Well, GOP activists I’ve talked with, including people who love Romney and people who don’t, seem to agree that with him out New Hampshire is truly wide open. Of course you could argue any race a year off is wide open. And while average voters won’t tune in for months, and candidates up and down the food chain are starting to show up: Ambassador John Bolton, Former New York Gov. George Pataki, Rick Perry will return in next week, so will Ex- Hewlett Packard CEO Carly Fiorina, New Jersey Governor Chris Christie. Rand Paul, has been here, when Jeb Bush shows up isn’t yet clear. The state GOP will hold a cattle-call style forum for April, it's billing as a kind of official kick off of the primary, but its already on.
Much less action on democratic side, where it’s basically waiting for Hilary.
Well, Bernie Sanders and Martin O’Malley have been here often.The draft Elizabeth Warren folks are out there, too, but, yes Hilary Clinton’s support - or the sense that she’s inevitable - among the democratic activist class is vast. It's hard to see that changing soon.
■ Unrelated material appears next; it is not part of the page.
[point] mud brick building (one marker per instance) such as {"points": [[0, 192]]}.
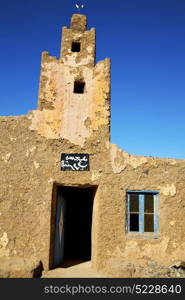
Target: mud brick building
{"points": [[67, 193]]}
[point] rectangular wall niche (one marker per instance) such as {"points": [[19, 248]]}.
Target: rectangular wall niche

OK, lets talk about the the Statehouse for a minute. Two bills before the House Ways and Means committee Monday look at broadening business taxes.
Yes. One, sponsored by Republican David Hess, seeks to drop the rate of the business enterprise tax, but extend it to large nonprofits like hospitals and colleges. Hess also proposed this last year. Hospitals were dead set against it then and they will be this time, too. The other, proposed by Democrat Richard Ames, seeks to apply the interest and dividends tax to trusts, and to capital gains among other things. The bill is a definite long shot, but like the BET bill, this allows for a substantive debate of state tax policy.
And then Tuesday, education funding.
Yes. The issue, as it tends to be on this topic, is whether the current formula, which has been on the books for four years, still doles out the money fairly, or at least as envisioned. There is growing evidence it doesn’t. It boils down to two issues. One, that the law sought to avoid communities seeing dramatic swing sin funding year to year. So it set what amounted to a funding floor and ceiling for school districts.
The floor guaranteed no community would get less than what it received in 2011. And the ceiling made sure communities could receive no more than 8 percent more than it got previous year in adequacy aid. But neither cap no ceiling factored in changes in a school districts population, so districts where populations have dropped are getting more than their share, and districts where populations have grown more than 8 percent a year are getting less.
Overall enrollment in New Hampshire schools has dropped a bit, but some towns have seen spikes. This bipartisan bill, whose lead sponsor is Republican David Bates, aims to get every community that’s been underfunded back to 100 percent. Doing so, will of course take money from districts that are getting more than full adequacy payments. This hearing should be informative as to just how big a problem this is.